Risch doesn’t so much advance these debates as cleverly sidestep them. His point of departure is a familiar but underappreciated truth about virtual worlds (and online services in general). A provider can also harm its users by doing nothing. Virtual worlds are filled with griefers, gold farmers, and spawn campters. It only takes a few immature jerks to ruin a wiki or a discussion board. A provider that sets rules of conduct and then does nothing to enforce them leaves users at the mercy of the worst of their fellows. The average World of Warcraft user probably wants Blizzard to ban more accounts, not fewer.

Thus, Risch asks not whether users should be able to escape from user agreements, but whether they should be able to enforce user agreements against each other. This is an almost deceptively simple question, and section 302 of the Restatement (Second) of Contracts is directly on point. Users are third parties to each others’ user agremeents, and according to the Restatement, a contract is enforceable by a third-party beneficiary if the “circumstances indicate that the promisee intends to give the beneficiary the benefit of the promised performance.”

For examples, Risch looks to common user-versus-user disputes in virtual worlds, such as virtual property transactions gone bad, griefing, and impersonation. These are all situations in which the misbehaving user is actually in breach of the user agreement; they’re also all commonly underenforced by the world provider. He asks whether the circumstances suggest an intent to let other users enforce the terms of the agreement. The answer turns, in his view, on how targeted the contractual provision is towards protecting other users. Thus, for example, anti-griefing clauses are drafted specifically to protect players from being harassed and annoyed, and are thus good candidates for user-to-user enforcement. Generic clauses requiring users to provide accurate identifying information when they sign up, on the other hand, don’t work to the benefit of any particular other user, and thus shouldn’t create enforceable rights in those other users.

Risch may or may not be right that users are often intended third-party beneficiaries.

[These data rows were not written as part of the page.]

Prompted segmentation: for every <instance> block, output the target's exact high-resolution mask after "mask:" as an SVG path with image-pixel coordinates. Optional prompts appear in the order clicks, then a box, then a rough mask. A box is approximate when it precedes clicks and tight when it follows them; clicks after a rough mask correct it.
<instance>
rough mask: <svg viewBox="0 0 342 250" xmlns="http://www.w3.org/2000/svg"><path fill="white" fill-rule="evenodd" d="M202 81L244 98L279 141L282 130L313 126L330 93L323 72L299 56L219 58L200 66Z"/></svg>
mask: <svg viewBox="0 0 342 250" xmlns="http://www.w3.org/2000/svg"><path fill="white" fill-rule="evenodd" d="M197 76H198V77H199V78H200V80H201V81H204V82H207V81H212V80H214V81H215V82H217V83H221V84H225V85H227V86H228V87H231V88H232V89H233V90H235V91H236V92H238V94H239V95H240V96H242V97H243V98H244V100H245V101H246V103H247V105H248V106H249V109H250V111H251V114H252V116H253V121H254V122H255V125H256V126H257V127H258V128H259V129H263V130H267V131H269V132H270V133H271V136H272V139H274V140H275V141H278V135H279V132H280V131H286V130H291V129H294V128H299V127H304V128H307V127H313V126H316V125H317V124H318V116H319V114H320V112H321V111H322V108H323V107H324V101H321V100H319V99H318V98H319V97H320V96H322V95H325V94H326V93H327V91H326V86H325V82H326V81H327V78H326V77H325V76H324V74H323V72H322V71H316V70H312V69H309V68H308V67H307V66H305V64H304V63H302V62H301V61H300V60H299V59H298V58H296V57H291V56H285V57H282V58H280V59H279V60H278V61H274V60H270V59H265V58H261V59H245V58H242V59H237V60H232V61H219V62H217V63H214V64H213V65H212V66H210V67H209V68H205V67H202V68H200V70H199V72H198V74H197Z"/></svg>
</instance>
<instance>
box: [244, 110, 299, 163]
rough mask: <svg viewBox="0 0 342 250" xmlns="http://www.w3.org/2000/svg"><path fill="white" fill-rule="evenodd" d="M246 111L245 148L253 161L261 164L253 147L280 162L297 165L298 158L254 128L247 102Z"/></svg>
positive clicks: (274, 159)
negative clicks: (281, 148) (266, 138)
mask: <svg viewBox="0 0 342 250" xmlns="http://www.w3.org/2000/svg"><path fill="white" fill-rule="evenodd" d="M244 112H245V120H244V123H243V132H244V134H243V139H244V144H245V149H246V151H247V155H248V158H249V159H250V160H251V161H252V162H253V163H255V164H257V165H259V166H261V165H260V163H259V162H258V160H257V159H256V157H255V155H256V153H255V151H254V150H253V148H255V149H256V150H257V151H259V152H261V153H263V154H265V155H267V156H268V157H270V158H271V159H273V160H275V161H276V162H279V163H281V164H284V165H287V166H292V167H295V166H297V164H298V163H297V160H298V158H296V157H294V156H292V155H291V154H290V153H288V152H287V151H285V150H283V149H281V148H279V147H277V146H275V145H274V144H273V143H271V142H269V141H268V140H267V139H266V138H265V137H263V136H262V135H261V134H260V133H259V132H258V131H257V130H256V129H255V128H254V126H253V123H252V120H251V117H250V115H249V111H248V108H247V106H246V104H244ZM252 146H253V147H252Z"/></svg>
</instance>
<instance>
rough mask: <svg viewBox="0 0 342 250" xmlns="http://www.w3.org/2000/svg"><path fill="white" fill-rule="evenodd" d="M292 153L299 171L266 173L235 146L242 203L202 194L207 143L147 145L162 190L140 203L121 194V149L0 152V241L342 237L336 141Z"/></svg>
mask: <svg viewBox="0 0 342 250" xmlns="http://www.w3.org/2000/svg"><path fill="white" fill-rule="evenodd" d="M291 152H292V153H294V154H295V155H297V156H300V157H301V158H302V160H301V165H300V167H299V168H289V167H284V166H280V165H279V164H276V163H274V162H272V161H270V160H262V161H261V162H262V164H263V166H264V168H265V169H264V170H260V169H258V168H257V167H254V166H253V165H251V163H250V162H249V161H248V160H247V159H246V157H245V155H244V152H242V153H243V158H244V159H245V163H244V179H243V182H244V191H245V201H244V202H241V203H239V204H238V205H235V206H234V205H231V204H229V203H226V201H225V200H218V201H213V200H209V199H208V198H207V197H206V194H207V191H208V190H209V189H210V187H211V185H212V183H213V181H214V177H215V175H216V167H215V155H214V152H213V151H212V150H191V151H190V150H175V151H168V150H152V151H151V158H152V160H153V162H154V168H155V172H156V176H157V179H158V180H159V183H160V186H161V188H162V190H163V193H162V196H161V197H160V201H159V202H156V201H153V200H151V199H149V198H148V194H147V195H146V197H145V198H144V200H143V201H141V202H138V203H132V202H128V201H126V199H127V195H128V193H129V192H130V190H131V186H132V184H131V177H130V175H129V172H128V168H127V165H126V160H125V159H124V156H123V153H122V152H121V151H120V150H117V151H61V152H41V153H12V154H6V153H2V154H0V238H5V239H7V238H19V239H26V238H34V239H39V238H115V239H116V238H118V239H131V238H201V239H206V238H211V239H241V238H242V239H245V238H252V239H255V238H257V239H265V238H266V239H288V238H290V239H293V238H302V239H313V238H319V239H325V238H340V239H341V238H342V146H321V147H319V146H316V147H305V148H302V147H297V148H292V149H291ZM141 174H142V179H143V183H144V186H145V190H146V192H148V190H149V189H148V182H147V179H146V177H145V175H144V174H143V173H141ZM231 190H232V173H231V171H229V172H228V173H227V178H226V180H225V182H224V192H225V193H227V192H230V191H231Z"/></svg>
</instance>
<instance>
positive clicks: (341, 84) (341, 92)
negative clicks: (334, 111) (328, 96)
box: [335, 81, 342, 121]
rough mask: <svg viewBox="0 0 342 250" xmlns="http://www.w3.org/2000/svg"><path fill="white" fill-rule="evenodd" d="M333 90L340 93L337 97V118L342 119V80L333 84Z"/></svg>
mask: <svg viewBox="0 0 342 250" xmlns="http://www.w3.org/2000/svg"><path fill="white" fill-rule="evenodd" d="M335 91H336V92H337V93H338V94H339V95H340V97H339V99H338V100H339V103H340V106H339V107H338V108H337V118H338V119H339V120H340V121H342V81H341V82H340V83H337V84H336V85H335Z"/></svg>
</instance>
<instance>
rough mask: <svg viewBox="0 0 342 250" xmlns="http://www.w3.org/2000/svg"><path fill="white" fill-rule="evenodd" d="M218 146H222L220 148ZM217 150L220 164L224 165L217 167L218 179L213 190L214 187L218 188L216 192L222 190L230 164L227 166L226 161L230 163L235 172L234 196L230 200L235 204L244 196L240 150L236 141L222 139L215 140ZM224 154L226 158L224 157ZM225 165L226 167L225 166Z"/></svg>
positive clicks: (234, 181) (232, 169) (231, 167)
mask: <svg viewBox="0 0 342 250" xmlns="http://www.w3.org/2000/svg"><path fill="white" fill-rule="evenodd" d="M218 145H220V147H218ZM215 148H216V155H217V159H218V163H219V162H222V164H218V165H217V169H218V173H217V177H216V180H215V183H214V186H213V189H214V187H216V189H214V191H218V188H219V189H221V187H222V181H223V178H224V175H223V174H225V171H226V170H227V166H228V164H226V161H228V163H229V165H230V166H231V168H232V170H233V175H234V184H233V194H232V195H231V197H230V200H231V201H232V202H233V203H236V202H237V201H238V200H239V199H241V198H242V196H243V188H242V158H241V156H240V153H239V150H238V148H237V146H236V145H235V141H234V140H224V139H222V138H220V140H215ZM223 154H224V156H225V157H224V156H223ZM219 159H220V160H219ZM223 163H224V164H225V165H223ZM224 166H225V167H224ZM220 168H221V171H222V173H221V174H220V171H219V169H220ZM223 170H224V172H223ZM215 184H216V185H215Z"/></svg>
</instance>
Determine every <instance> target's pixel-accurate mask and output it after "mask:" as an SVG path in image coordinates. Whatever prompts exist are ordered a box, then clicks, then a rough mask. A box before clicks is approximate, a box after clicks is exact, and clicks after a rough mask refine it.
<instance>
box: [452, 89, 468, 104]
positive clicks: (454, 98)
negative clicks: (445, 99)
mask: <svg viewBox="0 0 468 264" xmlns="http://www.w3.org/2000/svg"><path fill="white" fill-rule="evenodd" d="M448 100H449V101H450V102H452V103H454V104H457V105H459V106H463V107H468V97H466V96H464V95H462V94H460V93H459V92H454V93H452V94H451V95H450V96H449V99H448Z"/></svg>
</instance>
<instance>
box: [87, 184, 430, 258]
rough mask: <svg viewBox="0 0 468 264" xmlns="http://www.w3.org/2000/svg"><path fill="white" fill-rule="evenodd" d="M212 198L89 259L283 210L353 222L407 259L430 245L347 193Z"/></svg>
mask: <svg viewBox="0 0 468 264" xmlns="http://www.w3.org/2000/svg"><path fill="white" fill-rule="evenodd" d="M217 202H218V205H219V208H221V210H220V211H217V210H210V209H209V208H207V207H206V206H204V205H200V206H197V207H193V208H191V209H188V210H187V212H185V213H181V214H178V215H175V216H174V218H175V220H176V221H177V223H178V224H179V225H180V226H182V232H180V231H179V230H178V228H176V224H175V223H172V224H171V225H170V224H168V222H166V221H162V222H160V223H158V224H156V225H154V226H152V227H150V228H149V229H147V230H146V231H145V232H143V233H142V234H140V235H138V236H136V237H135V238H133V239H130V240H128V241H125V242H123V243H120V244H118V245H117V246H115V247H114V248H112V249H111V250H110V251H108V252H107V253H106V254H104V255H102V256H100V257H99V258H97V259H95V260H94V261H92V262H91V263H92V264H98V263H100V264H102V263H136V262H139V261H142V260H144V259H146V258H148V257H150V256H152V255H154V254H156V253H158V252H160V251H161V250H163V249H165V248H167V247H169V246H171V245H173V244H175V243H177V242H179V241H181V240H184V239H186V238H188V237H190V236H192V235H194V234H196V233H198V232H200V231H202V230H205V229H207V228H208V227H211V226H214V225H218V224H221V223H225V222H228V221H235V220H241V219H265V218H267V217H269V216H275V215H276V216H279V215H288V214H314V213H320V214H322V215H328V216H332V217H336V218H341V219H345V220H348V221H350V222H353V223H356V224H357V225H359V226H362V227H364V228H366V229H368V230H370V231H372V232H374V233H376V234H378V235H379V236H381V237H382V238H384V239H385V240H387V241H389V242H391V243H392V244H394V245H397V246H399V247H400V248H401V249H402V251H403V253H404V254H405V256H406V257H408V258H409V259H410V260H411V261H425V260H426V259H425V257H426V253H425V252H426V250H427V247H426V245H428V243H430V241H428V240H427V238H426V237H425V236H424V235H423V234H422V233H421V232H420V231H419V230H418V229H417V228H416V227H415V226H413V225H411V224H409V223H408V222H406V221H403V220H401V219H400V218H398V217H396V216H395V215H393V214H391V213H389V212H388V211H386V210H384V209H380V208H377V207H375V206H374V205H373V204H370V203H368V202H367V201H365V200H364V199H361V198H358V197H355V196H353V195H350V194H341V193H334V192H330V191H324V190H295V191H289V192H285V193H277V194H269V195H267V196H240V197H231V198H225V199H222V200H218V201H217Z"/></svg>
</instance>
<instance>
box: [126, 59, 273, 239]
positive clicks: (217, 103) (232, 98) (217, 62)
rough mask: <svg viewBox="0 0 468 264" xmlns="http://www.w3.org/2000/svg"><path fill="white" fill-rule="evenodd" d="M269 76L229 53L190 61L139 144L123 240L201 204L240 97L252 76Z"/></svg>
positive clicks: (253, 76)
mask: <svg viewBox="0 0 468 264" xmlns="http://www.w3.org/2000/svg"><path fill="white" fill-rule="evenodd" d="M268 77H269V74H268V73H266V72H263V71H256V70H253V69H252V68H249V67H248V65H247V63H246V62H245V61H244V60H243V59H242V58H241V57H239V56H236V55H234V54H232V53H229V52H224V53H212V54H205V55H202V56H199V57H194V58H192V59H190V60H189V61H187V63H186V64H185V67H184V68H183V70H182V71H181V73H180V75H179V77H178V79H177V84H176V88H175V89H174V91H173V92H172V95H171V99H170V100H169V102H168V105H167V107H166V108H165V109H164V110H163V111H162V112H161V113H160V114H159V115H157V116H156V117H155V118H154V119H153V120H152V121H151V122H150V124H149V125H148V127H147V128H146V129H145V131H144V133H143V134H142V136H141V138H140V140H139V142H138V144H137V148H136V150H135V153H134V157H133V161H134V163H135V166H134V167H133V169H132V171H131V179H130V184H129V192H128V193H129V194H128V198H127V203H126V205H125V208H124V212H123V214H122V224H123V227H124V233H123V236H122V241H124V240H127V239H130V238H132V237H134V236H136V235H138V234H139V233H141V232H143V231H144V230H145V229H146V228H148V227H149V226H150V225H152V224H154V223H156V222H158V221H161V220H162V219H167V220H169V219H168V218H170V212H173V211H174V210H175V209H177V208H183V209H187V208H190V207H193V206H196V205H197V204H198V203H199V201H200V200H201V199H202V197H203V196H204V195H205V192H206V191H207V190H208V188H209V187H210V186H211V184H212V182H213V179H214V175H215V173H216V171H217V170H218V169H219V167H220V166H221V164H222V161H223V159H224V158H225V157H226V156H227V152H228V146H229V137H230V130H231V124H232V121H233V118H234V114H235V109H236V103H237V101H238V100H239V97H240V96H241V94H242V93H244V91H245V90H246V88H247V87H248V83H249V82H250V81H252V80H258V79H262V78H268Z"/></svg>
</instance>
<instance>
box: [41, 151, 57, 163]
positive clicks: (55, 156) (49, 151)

I suspect that the moment courts start to recognize users’ rights to enforce user agreements against each other, companies will immediately rewrite their terms of service to expressly disclaim any possible third-party benefits. Virtual world providers tend to want the freest possible hand; their instinctive reaction to players suing each other is likely to be panic at the possibility that real-life courts will usurp their control over the world. Uneasy lies the head that wears a crown.

The real accomplishment of Risch’s piece, then, is not so much the doctrinal analysis itself as the serious, rigorous way he uses the doctrine to set up a new perspective on a central question in virtual world studies: what would would real self-governance by a player community look like? (Replace “virtual world” by “Internet” and “player” by “user” to see the wider significance of that question.) Julian Dibbell gave us the provocative metaphor of a user agreement as a social contract; Risch gives us a clever, slyly subversive take on the idea that puts the “contract” front and center. The one-sided user agreement is more of a Möbius strip; travel far enough along it and everything turns inside-out.